Netflix is increasing its efforts in Asia after it commissioned more local content and began testing more aggressive price points, but one local rival is hitting back with a program to spotlight promising creators in the region.
Malaysia-headquartered Iflix, which operates in 26 countries across Africa, the Middle East and Asia, today announced a $5 million program to find 30 filmmakers across four of its largest markets: Indonesia, Malaysia, Bangladesh and the Philippines. The company, which has raised nearly $300 million from investors that include Sky, offers a freemium service with a paid tier that costs around $3 per month. It claims an audience of “millions” of users.
The 12-month initiative will be run alongside Next 10 Ventures, a digital content program from ex-YouTube exec Benjamin Grubbs, with the aim of helping would-be or part-time filmmakers to fully pursue their passion.
“There’s ad revenue in some markets but it may not be sufficient enough to enable you to have a full-time career,” Grubbs, who was previously YouTube’s global director of top creator partnerships, told TechCrunch in an interview. “A commitment upfront to support creative storytellers is a positive element for the ecosystem… there are things people want to do without waiting for brand sponsorship.”

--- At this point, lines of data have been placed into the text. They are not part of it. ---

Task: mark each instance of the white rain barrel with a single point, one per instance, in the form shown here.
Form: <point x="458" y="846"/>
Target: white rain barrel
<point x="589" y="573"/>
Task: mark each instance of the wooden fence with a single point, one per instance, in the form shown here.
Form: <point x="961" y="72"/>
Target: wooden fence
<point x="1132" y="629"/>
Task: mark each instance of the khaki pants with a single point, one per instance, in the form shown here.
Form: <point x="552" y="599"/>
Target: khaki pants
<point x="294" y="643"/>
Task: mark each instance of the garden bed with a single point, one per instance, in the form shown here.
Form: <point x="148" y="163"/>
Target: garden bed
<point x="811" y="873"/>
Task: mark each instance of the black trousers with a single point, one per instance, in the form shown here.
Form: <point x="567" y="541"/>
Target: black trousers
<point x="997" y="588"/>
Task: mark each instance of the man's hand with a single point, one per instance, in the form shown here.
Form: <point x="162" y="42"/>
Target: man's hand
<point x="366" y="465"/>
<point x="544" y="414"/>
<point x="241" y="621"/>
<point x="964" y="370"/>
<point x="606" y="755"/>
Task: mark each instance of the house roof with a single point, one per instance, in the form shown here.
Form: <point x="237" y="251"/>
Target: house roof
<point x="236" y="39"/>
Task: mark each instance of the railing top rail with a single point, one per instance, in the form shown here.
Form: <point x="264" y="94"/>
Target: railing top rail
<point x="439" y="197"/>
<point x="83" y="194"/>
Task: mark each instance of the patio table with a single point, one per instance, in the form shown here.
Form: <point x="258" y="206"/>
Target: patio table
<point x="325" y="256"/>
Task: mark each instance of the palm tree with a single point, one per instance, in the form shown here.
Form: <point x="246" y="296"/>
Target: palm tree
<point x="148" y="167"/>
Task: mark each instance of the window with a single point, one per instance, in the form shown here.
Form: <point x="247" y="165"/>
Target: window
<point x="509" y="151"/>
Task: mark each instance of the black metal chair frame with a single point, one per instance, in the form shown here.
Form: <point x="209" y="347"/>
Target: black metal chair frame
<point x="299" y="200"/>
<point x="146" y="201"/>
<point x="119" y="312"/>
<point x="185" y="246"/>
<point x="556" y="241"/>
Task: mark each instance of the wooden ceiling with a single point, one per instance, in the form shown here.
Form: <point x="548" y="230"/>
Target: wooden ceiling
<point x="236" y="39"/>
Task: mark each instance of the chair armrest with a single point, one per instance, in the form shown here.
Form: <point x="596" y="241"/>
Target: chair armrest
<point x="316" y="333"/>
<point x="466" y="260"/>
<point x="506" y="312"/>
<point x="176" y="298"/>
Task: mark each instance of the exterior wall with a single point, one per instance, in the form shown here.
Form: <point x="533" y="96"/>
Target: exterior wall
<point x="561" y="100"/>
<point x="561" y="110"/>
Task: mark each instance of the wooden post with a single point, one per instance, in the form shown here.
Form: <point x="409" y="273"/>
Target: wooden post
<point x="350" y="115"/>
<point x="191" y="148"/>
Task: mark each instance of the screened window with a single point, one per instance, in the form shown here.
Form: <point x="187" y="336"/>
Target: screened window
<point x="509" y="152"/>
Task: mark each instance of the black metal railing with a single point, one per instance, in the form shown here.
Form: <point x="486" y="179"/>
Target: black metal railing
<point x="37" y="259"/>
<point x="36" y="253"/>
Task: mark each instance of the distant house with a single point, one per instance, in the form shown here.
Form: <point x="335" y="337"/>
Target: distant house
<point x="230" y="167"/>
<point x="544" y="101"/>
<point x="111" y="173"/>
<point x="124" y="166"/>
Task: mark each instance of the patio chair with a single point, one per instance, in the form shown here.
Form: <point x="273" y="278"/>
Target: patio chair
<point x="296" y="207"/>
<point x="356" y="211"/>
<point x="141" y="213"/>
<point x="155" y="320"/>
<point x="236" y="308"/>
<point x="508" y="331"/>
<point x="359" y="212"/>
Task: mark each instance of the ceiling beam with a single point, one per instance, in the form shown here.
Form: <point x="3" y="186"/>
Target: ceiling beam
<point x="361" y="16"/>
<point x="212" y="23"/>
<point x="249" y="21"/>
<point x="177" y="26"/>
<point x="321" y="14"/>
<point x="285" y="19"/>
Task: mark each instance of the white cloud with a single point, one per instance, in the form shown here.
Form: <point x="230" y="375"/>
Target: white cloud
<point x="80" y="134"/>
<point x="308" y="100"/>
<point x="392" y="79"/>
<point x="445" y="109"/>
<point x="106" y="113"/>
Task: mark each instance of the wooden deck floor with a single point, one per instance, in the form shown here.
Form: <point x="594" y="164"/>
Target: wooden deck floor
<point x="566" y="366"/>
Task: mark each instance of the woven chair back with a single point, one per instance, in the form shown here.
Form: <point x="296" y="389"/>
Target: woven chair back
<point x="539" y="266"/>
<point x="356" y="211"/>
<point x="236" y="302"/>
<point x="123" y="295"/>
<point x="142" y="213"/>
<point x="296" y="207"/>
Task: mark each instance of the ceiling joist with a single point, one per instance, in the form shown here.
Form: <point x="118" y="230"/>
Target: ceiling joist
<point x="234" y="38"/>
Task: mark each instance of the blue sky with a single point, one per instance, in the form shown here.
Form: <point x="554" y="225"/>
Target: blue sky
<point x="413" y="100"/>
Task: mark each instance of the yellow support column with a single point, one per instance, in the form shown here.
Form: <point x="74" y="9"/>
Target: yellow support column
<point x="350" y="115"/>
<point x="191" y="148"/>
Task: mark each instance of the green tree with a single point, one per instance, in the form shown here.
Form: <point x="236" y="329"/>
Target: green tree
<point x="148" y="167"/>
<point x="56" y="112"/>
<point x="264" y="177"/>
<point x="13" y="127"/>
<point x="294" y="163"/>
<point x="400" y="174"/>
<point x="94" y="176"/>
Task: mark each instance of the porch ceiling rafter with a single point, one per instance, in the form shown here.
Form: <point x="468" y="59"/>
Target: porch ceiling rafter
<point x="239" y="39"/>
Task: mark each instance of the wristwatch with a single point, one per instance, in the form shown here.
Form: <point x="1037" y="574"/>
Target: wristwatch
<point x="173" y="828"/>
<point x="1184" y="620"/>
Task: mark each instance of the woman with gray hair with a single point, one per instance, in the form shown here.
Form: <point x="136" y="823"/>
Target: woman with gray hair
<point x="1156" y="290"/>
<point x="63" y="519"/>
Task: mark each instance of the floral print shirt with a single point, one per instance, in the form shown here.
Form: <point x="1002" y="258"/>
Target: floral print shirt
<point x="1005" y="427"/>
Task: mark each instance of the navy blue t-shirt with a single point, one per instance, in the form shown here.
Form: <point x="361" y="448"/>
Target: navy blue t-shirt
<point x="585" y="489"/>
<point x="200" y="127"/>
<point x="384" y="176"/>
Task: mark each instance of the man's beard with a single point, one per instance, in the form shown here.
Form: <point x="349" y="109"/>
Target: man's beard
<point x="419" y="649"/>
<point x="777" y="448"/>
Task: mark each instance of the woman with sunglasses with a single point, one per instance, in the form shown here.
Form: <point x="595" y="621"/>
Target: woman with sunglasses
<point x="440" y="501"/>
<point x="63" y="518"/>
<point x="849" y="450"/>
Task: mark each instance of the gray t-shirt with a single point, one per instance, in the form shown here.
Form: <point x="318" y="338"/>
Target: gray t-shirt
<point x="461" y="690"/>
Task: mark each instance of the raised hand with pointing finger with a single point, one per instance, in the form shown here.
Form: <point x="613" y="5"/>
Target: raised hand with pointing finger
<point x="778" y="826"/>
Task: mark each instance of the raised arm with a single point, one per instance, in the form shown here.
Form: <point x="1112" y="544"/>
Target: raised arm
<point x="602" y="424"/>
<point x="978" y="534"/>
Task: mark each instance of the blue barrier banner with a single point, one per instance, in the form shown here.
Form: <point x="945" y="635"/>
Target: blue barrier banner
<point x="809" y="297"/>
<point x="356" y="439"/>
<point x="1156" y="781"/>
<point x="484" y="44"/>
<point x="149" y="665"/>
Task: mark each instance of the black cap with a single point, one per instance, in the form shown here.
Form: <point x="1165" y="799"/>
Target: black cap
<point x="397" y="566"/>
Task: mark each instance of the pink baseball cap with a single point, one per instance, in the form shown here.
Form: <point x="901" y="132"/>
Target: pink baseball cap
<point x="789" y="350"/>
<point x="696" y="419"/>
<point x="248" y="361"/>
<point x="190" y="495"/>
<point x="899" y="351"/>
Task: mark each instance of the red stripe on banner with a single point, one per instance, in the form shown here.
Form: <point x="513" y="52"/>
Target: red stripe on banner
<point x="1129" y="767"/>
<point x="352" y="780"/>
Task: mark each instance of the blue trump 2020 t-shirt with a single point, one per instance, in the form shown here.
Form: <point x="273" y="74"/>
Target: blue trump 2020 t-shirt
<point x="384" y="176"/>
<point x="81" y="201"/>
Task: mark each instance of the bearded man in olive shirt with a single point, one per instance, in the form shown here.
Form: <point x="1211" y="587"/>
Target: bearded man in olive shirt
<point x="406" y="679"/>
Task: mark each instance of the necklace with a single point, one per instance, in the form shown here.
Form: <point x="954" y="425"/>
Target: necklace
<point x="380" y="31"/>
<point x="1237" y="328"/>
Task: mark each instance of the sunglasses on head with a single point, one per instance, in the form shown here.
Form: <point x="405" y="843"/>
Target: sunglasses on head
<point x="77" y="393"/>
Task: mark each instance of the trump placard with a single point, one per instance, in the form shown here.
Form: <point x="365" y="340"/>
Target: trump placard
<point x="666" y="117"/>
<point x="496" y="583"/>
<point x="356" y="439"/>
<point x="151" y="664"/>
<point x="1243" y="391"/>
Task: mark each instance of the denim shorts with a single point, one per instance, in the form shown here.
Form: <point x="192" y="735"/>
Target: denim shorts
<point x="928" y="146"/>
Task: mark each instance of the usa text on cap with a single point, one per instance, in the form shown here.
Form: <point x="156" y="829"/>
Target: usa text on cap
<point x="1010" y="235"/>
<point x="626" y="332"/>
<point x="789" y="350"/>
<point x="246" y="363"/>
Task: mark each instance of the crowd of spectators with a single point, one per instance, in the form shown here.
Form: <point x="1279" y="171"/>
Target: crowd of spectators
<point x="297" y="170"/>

In addition to financing, the program will provide mentoring, equipment and other assistance to produce content exclusively for Iflix.
Iflix launched its own original content program 18 months ago, and Craig Galvin — the company’s global head of content — said that the initiative isn’t just limited to creators’ local markets, which might be a logical assumption, given Netflix’s more global approach.
Instead, Galvin — who launched Iflix’s first short-form video program earlier this year — argued that there is the potential to reach Iflix’s global viewers.
“We do see our pathway to be more local-centric, but I do believe some of this content will travel well beyond their territories,” he told TechCrunch.
“For many, the remuneration isn’t quite there yet,” Galvin added. “So for us, it’s allowing them some scope to help reach their full potential.”
The short videos supported by the program won’t be quite as brief as the seconds-long shorts you’ll find on TikTok, the fast-growing video platform, since Galvin and Grubbs are seeking more episodic content. However, they remain open to “exploring experimentation” — potentially series of one-minute shorts — if such proposals are judged to resonate with audiences.
“There’s no definitive number, but we’re expecting around 1,500 pieces of content as part of this program,” Galvin said, adding that he hopes to expand the program to cover more, or all, of Iflix’s markets in the future.
Filmmakers wanting to apply to the program can do so on the website here.
One obvious comparison to the Iflix initiative is Viddsee, a Singapore-based streaming service that features short video content from independent filmmakers in Asia and beyond.
Founded in 2012, Viddsee has raised a little over $2 million to date, and it recently introduced a crowdfunding feature that allows filmmakers to raise money directly from its global audience. The company has also helped filmmakers to find brand sponsors in order to get the checks required to fund production.